I've never heard of most of the portraitists whose works are on display, including John Smibert, Joseph Blackburn, John Wollaston, James Badger, and Peter Vanderlyn. Several of them were born in Britain and, I suppose, came to the colonies to seek their fortunes; a couple were self-taught, and it shows in the rather awkward proportions of the portraits' subjects and the plain backgrounds against which these subjects are set.  One interesting figure is Prince Demah, born Demah Barnes, an enslaved man who, when his Loyalist owner fled to England, declared himself to be free, gave up his slave name, and conferred a royal title on himself. I do, of course, recognize John Singleton Copley's name, and his two paintings in the gallery immediately stand out for their quality and refinement. There's a reason he's better known!

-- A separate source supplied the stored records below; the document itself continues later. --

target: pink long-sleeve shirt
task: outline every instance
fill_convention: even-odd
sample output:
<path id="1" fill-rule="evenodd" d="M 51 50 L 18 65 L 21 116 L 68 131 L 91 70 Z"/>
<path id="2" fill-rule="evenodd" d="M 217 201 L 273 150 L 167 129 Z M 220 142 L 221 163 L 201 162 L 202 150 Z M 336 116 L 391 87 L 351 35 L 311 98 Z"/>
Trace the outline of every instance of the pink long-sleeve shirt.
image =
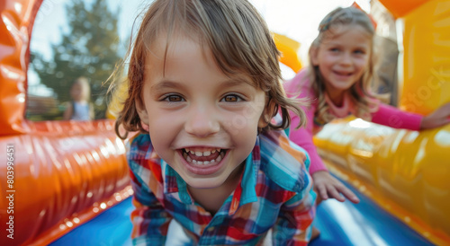
<path id="1" fill-rule="evenodd" d="M 310 174 L 318 171 L 327 171 L 327 167 L 319 156 L 316 146 L 312 142 L 314 133 L 320 131 L 323 126 L 319 126 L 315 123 L 317 121 L 314 121 L 314 113 L 318 107 L 318 101 L 317 97 L 314 93 L 314 90 L 311 86 L 311 82 L 308 75 L 308 68 L 303 68 L 292 80 L 286 81 L 284 83 L 284 89 L 289 96 L 302 99 L 308 98 L 310 101 L 310 104 L 309 106 L 302 107 L 302 109 L 305 111 L 307 118 L 307 124 L 305 127 L 295 129 L 295 127 L 300 122 L 300 118 L 293 113 L 291 114 L 292 127 L 290 130 L 289 138 L 292 142 L 305 149 L 310 154 Z M 347 99 L 347 101 L 349 99 Z M 328 101 L 328 102 L 330 109 L 333 110 L 331 113 L 333 113 L 338 118 L 343 118 L 345 116 L 352 114 L 355 111 L 355 107 L 351 102 L 345 102 L 341 107 L 330 105 L 330 103 L 332 103 L 331 101 Z M 372 113 L 372 122 L 374 123 L 394 128 L 404 128 L 410 130 L 420 129 L 422 118 L 423 117 L 421 115 L 404 112 L 398 110 L 397 108 L 383 103 L 380 103 L 377 110 Z"/>

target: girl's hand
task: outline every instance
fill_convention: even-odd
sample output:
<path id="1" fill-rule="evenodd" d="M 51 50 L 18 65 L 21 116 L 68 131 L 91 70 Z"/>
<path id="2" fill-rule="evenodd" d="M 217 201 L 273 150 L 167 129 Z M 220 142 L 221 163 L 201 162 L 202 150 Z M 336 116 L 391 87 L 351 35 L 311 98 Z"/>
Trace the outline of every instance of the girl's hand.
<path id="1" fill-rule="evenodd" d="M 319 171 L 312 173 L 312 180 L 314 191 L 316 191 L 319 196 L 318 200 L 326 200 L 331 198 L 343 202 L 346 200 L 345 198 L 346 198 L 353 203 L 359 203 L 359 198 L 356 195 L 343 183 L 331 176 L 328 171 Z M 345 198 L 340 193 L 342 193 Z"/>
<path id="2" fill-rule="evenodd" d="M 420 129 L 431 129 L 450 123 L 450 102 L 422 119 Z"/>

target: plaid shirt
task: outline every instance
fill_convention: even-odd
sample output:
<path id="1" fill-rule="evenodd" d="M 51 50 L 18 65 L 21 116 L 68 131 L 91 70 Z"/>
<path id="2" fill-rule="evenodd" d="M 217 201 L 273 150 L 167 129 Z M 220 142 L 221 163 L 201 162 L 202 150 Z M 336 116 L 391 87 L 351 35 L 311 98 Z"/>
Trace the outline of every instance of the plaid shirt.
<path id="1" fill-rule="evenodd" d="M 193 244 L 256 245 L 270 229 L 274 245 L 308 243 L 316 197 L 310 161 L 282 131 L 258 136 L 239 184 L 214 215 L 193 200 L 186 183 L 153 151 L 148 135 L 138 135 L 128 148 L 133 243 L 163 245 L 172 219 Z"/>

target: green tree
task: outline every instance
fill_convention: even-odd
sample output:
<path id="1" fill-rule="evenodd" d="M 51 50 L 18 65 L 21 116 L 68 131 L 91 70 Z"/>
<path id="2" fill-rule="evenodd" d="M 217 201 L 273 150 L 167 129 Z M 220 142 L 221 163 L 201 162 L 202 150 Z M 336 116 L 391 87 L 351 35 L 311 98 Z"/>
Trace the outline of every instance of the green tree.
<path id="1" fill-rule="evenodd" d="M 45 60 L 39 51 L 32 53 L 32 67 L 40 83 L 51 88 L 60 102 L 69 101 L 73 81 L 85 76 L 91 84 L 95 119 L 106 110 L 107 87 L 103 83 L 121 59 L 117 22 L 120 9 L 110 10 L 104 0 L 73 0 L 66 4 L 68 31 L 61 42 L 52 44 L 53 58 Z"/>

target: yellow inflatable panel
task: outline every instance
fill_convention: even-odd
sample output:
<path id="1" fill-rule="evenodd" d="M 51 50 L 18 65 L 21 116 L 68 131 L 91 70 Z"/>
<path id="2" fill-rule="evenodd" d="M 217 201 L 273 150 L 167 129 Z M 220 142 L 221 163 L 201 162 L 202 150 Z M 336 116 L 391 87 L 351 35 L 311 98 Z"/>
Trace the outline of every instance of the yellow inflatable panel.
<path id="1" fill-rule="evenodd" d="M 398 130 L 360 119 L 329 123 L 314 144 L 329 170 L 437 245 L 450 242 L 450 125 Z"/>
<path id="2" fill-rule="evenodd" d="M 274 32 L 273 34 L 276 48 L 282 53 L 280 62 L 291 67 L 293 72 L 299 72 L 302 66 L 299 53 L 300 43 L 284 35 Z"/>
<path id="3" fill-rule="evenodd" d="M 428 114 L 450 102 L 450 1 L 428 1 L 404 20 L 400 108 Z"/>
<path id="4" fill-rule="evenodd" d="M 402 17 L 429 0 L 379 0 L 394 17 Z"/>

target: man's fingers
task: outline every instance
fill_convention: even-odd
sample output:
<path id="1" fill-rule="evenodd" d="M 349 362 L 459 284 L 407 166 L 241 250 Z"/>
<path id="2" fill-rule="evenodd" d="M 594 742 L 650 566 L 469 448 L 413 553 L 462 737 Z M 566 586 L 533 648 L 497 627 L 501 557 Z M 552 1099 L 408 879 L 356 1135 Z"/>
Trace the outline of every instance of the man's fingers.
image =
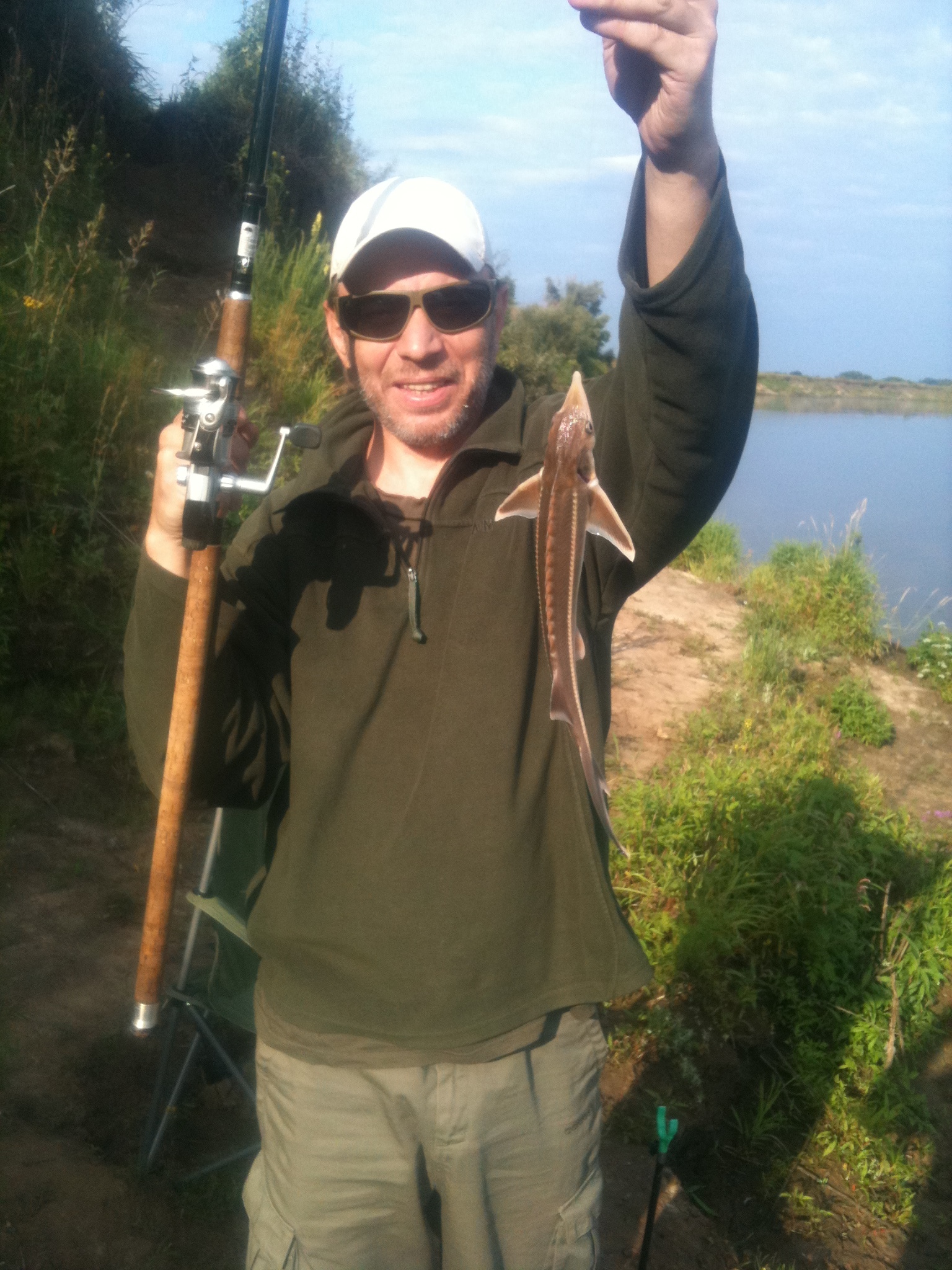
<path id="1" fill-rule="evenodd" d="M 578 9 L 589 30 L 597 29 L 594 23 L 656 23 L 677 36 L 694 36 L 712 28 L 717 17 L 716 0 L 569 0 L 569 4 Z"/>
<path id="2" fill-rule="evenodd" d="M 684 37 L 675 36 L 652 22 L 609 20 L 593 23 L 590 27 L 585 23 L 585 25 L 603 39 L 613 39 L 626 48 L 646 53 L 661 70 L 684 67 Z"/>

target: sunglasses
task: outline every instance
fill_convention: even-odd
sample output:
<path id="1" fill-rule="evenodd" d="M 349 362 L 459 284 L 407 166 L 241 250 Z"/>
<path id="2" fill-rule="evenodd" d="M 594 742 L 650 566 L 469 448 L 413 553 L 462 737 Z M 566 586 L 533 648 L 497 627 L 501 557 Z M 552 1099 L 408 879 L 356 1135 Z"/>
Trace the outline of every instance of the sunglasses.
<path id="1" fill-rule="evenodd" d="M 489 318 L 496 287 L 495 278 L 473 278 L 429 291 L 368 291 L 363 296 L 338 296 L 334 312 L 355 339 L 399 339 L 414 309 L 423 309 L 443 335 L 458 335 Z"/>

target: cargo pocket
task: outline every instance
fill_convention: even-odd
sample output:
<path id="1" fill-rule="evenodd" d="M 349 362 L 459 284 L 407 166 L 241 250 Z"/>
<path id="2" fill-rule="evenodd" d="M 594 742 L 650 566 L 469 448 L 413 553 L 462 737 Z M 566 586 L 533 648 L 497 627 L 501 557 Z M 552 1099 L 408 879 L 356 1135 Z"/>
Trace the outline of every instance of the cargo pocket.
<path id="1" fill-rule="evenodd" d="M 260 1153 L 251 1165 L 241 1199 L 249 1226 L 245 1270 L 297 1270 L 294 1231 L 272 1204 Z"/>
<path id="2" fill-rule="evenodd" d="M 602 1168 L 595 1165 L 569 1203 L 559 1209 L 546 1270 L 595 1270 L 600 1214 Z"/>

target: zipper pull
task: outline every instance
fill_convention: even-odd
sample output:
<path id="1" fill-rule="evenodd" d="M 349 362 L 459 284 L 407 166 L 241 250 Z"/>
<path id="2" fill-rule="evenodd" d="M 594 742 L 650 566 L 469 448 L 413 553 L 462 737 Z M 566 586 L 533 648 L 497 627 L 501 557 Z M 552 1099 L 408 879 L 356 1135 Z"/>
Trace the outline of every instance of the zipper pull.
<path id="1" fill-rule="evenodd" d="M 420 579 L 416 577 L 416 570 L 411 569 L 409 565 L 406 568 L 406 578 L 410 583 L 410 593 L 407 597 L 410 610 L 410 631 L 418 644 L 425 644 L 426 636 L 420 630 Z"/>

Today's work is an oil portrait of Francis Brinley, a wealthy Boston landowner, by John Smibert (1688-1751), who was born in Scotland, came to America in 1728, and is regarded as the first academically trained painter to work in British America. The painting, which measures roughly 48 inches high and 42 inches wide, was executed in 1729, when Brinley was 41; a companion painting done the same year shows Brinley's wife and young son. Both paintings reflect Smibert's exposure to the art of the Italian Renaissance: Mrs. Brinley and her child resemble a Madonna and bambino, while Brinley is positioned in front of a a landscape.  He looks portly, self-satisfied, and well cared-for: his double chin rises above a snowy, finely pleated shirt, and his powdered hair cascades in curls to his shoulders (or is it a wig?).  In the background,  fields  - presumably his own - extend down to a river (the Charles?), and Beacon Hill, topped by two steeples, rises in the distance. I never thought of Boston as so hilly, but I suppose it is.

What strikes me is that the Massachusetts Bay Colony was established only a century before this painting was made, but already there were people who were wealthy enough to commission artists to paint their  portraits - evidence that class differences are baked into American history.